Su resentimiento vino con la llegada de la paz y cuando, poco a poco, se fue dando cuenta de que su marido era un hombre totalmente desprovisto de las ambiciones de aquella paz. Jane nunca había dudado de su determinación durante la guerra, cuando el soldado Richard Sharpe había ascendido gracias a sus propios méritos y energía, pero sabía que su marido no tenía ningún deseo de transmutar esa reputación de tiempos de guerra por el éxito en tiempos de paz. Sólo quería enterrarse en las profundidades de la Inglaterra rural y quedarse allí para hacer de agricultor y vegetar. Jane había pasado la mayor parte de su vida en la Inglaterra rural, en las tierras pantanosas de fría arcilla de Essex, y no tenía ningún deseo de volver a vivir con tan pocas comodidades. Podía entender que su marido pudiera disfrutar de una vida como aquélla, pero le aterraba la posibilidad del exilio rural y preveía que las únicas visitas que tendrían en su casa de campo serían antiguos compañeros del Ejército como el sargento Harper.

A Jane le gustaba Harper, pero no creía que debiera mencionarle esa simpatía a lady Spindacre, porque era evidente que a ésta no le parecería bien que la esposa de un comandante le tuviera cariño a un simple sargento, a un sargento irlandés, además. Lady Spindacre se movía exclusivamente en los círculos más elevados, y el sentimiento de agravio de Jane se avivó cuando se dio cuenta de que entonces ella tenía las puertas abiertas para entrar en esos círculos, aunque sólo si Sharpe renunciaba al campo y estaba dispuesto a utilizar las distinguidas amistades que había hecho en Londres.

—Pero no lo hará —se lamentó ante la tal lady Spindacre.

—Debes obligarlo, querida. Te ha dado instrucciones para que compres una casa, ¡pues cómprala en Londres! ¿No dices que te ha dado poderes sobre el dinero?

El recuerdo de ese gesto de confianza provocó en Jane unos segundos de remordimiento, pero entonces ese remordimiento fue vencido por su reciente y plena convicción de que únicamente ella sabía lo que era mejor para la carrera de Richard Sharpe. La guerra había terminado, pero todavía podía conseguir un ascenso, aunque no si renunciaba al servicio y se enterraba en alguna aldea de Dorsetshire. La tal lady Spindacre, impresionada de que a Jane la hubieran presentado en una ocasión al príncipe regente y convencida de que esa presentación había sido el resultado del genuino interés del príncipe por su marido, opinaba que había multitud de empleos en época de paz que estaban en manos de la realeza y que tales puestos, ocupados por militares, no exigían mucho tiempo y sin embargo la paga, los ascensos y el prestigio eran generosos.
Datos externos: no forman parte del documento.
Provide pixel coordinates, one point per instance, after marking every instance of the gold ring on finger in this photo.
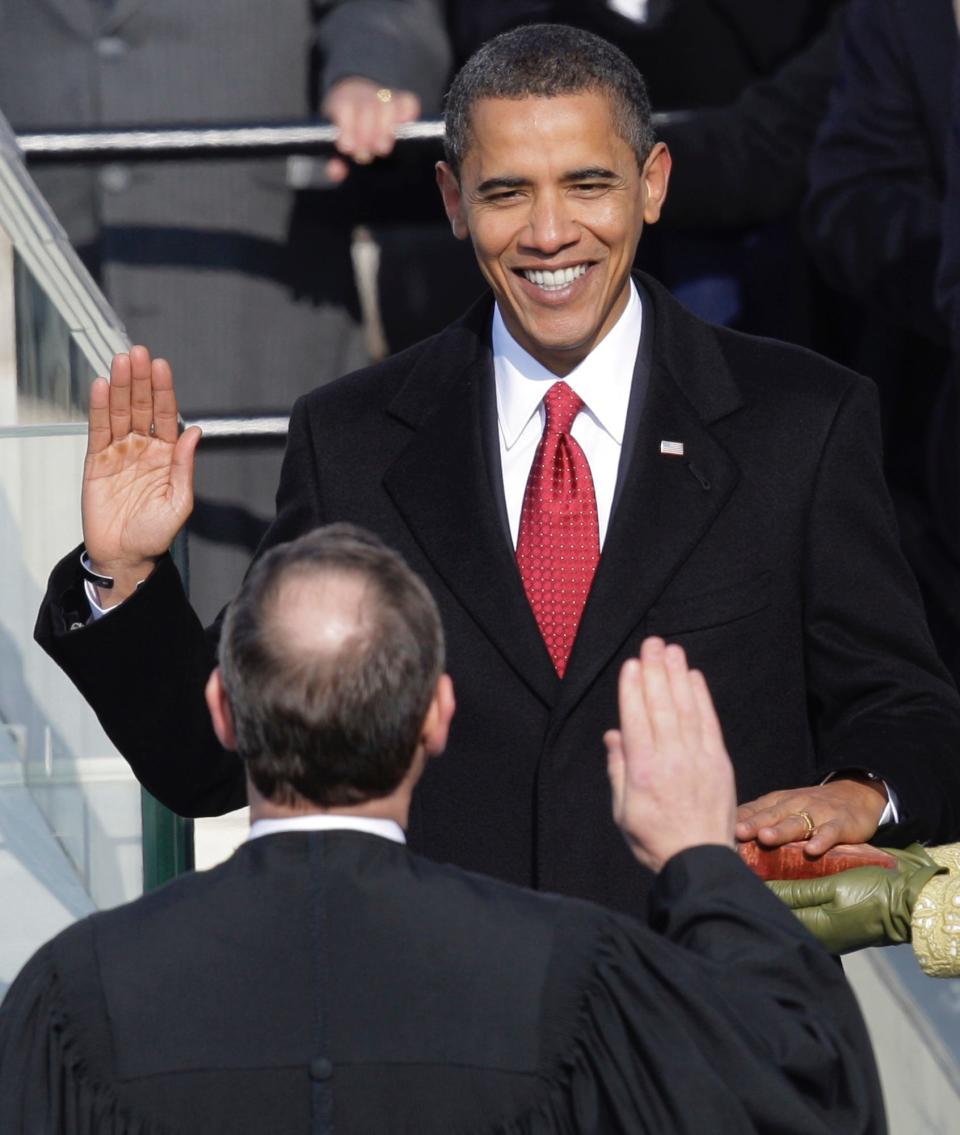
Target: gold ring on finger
(808, 823)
—No puede retirarse como comandante —dijo lady Spindacre en tono mordaz.

—Comandante honorífico, en realidad —confesó Jane.
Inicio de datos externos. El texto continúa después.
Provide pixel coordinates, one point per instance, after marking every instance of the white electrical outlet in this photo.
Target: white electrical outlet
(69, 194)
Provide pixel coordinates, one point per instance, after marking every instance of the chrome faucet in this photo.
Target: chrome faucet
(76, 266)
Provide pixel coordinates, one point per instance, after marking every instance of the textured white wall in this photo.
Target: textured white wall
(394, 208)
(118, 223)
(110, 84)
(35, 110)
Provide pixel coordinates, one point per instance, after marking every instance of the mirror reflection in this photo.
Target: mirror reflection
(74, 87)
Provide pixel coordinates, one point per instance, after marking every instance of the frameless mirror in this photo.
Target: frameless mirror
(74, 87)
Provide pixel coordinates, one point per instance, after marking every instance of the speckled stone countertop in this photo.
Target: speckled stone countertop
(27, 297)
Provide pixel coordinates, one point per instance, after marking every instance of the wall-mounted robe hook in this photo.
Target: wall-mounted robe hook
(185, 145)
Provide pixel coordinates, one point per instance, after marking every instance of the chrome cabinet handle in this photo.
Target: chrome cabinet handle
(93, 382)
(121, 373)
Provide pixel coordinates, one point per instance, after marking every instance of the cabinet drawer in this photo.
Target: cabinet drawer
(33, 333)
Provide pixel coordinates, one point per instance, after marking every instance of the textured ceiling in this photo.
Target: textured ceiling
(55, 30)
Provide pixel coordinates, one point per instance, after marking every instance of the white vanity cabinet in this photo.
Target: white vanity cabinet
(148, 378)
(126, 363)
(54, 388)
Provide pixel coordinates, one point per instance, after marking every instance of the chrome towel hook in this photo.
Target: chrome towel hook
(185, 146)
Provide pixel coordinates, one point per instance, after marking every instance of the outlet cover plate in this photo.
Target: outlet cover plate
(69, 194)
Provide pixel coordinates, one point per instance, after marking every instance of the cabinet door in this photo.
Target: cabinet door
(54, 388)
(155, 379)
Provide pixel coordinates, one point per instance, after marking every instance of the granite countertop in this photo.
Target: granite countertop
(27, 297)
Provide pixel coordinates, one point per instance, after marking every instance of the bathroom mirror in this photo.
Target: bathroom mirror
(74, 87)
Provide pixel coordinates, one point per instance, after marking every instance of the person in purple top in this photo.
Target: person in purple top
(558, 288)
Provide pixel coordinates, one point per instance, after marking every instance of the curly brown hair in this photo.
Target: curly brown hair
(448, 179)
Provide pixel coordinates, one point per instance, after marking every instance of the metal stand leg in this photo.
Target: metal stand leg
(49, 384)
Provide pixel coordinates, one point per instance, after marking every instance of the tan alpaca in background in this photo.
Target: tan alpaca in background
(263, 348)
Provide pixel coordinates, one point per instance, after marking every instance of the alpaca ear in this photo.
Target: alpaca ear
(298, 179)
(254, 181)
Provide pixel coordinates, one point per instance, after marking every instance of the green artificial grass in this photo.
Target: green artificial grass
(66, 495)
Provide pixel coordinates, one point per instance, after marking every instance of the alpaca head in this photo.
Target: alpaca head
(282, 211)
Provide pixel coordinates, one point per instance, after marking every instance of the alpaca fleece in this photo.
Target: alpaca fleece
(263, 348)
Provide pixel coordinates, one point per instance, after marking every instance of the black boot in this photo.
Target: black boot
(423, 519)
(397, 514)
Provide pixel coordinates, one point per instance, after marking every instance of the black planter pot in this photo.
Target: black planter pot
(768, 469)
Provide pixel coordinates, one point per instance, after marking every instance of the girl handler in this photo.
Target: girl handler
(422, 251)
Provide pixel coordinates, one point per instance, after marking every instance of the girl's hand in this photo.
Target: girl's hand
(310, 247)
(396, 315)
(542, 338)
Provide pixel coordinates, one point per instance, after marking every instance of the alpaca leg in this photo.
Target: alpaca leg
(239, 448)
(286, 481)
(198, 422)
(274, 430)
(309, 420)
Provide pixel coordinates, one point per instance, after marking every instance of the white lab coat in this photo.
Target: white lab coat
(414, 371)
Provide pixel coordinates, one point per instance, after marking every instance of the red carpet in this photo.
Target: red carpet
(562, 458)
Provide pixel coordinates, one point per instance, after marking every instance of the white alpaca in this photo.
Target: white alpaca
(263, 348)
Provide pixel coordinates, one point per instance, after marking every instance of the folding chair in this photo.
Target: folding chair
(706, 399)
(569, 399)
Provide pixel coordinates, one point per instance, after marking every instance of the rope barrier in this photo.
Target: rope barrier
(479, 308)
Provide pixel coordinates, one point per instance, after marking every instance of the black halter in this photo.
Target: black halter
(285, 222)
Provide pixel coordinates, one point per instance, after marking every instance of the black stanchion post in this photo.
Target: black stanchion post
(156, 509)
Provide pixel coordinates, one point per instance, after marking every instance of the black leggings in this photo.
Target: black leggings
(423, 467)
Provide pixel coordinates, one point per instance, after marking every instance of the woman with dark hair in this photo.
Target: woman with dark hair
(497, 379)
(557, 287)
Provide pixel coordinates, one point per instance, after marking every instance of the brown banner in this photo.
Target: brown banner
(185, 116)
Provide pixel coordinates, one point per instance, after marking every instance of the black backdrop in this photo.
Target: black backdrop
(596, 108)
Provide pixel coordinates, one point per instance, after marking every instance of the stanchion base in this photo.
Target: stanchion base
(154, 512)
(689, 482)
—Como mínimo tendría que conseguir el grado de coronel. Podría hacerse cargo de una sinecura en la Torre o en Windsor. Mi querida Jane, ¡él tendría que perseverar para que le nombraran sir! ¡Mira a cuántos hombres con logros mucho menores les llueven las recompensas! Lo único que tu marido tiene que hacer, querida, es cultivar esas elevadas relaciones. Tiene que presentarse en la corte, debe mostrarse perseverante con las personas que allí conozca y tendrá éxito.

Aquello sonaba como una música dulce y sensata a oídos de Jane, quien, recién liberada de una juventud embrutecedora, veía el mundo como un lugar fabuloso y emocionante en el que podría remontar el vuelo. Sabía que Sharpe ya había tenido sus aventuras, pero no iría a negarle a ella las oportunidades de ascender socialmente, ¿no?

Y Juliet, lady Spindacre, se encontraba en una posición ideal para aconsejarla sobre tal ascenso. No era mayor que Jane: sólo tenía veinticinco años, aunque había protagonizado un inteligente matrimonio con un general de división de mediana edad que había muerto a causa de las fiebres en el sur de Francia. Jane conoció a la reciente viuda lady Juliet en el barco que las llevó a ambas de vuelta a Inglaterra y las dos chicas se hicieron amigas de inmediato.

—No debes seguir llamándome lady Spindacre —había dicho Juliet, y Jane se había deleitado con esa intimidad, que se consolidó gracias a las similitudes entre las dos muchachas. Ambas eran mujeres que atraían las miradas lascivas de los oficiales del barco, compartían una fascinación por los accesorios femeninos tales como la ropa y los cosméticos, los hombres y las intrigas, y las dos ambicionaban triunfar en sociedad—. Por supuesto —explicó la tal lady Spindacre—, tendré que ser reservada durante una temporada por la muerte del querido Harold; pero será por poco tiempo. —Lady Spindacre no llevaba luto, porque, decía ella, su querido sir Harold no lo hubiera querido—. Lo único que siempre quiso es que fuera un espíritu en libertad, que disfrutara.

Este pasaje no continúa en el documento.